Measuring the time to diagnosis in rare disease can be challenging, as the disease onset itself can be difficult to define. In the EFACTS registry, age and symptoms at onset are collected retrospectively and based on medical history. Collected information is subject to a recall bias and subclinical neurological signs may be missed. Though, in our experience, age at onset is often re-dated by patients or their parents at time of inclusion as, after becoming aware of FRDA, they can recall earlier abnormalities.
All clinical studies on FRDA consistently reported a significant correlation between the length of the shorter GAA repeat and age at onset. Interestingly in the siblings’ analysis difference in age at onset was not correlated with GAA repeats. This finding may reflect an observational and/or recall bias regarding the age at onset, since the siblings of a newly diagnosed patient are prone to be under higher awareness. More importantly, no correlation between GAA repeat length and age at onset was detected in the group with non-neurological onset. These findings contradict the established correlation between GAA repeat length and disease milestones and suggest that these associations may be valid only when neurological symptoms are considered. Interestingly, cumulative evidence showed that GAA repeat expansions are subjected to somatic instability with accumulation of further contractions/expansions, which can lead to marked differences in the affected tissue and possibly explain lack of correlation between the course non-neurological symptoms and GAA1-repeat length (27). Eventually, we cannot exclude that the smaller number cases in the siblings´ group and in group with non-neurological onset contributed to the lack of significant correlation between age at onset and GAA1-repeat length.

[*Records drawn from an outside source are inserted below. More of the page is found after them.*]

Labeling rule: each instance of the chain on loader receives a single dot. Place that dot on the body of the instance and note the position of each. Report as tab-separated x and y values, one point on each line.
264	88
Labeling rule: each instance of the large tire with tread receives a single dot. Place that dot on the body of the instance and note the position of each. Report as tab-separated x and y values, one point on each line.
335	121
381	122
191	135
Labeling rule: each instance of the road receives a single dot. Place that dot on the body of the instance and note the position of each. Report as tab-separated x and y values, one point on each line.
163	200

According to a currently leading hypothesis, FRDA neuropathology has considerable developmental aspects (28). Indeed, cumulative evidence shows that hypoplasia of the dorsal root ganglia and spinal cord is the dominant neuropathological feature, thus suggesting that anatomical changes predate birth and clinical symptoms (28, 29). It is not known which factors trigger disease progression and ultimately lead to overt clinical manifestations. Identifying and monitoring paucisymptomatic subjects, without overt ataxia, may offer a unique opportunity to address unanswered issues about the evolution of the disease.

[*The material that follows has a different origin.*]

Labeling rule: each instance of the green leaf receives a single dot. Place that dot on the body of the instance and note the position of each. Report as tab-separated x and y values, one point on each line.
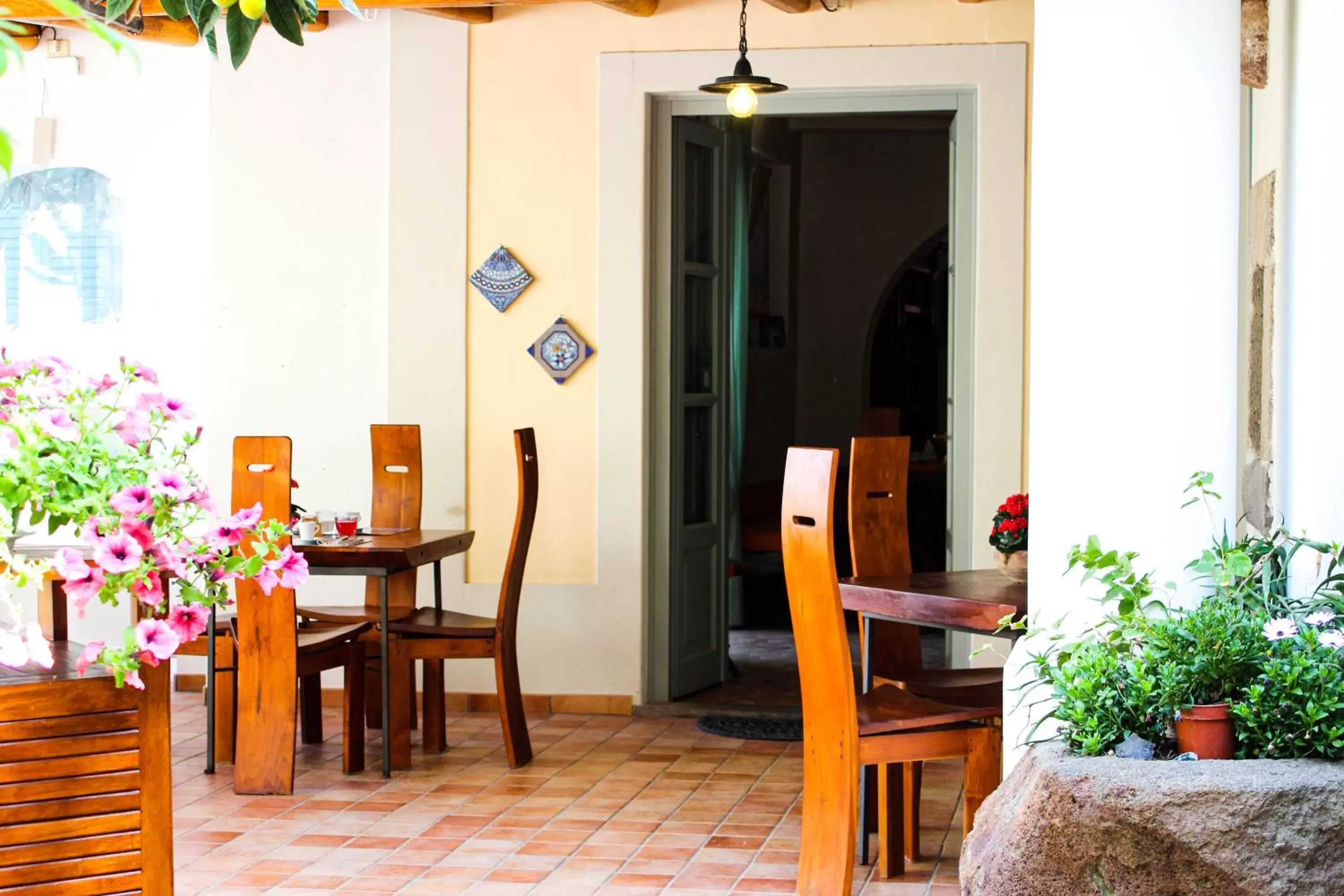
116	9
241	31
285	19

In rare disorders, the interval elapsing between the moment of symptom awareness and definite diagnosis has been described as an “odyssey”(13), during which patients may not receive appropriate management and counseling. Misdiagnosis may also lead to over-testing and inappropriate interventions. In the worst-case scenario, the delay in diagnosis implies also a delay in the access to an available effective therapy. Increasing awareness about FRDA and its presentation represents the first step to address the issue of diagnostic delay. A timely diagnosis accelerates in turn the referral to specialized centers and may pave the way for a prompt access to therapies in the future (30).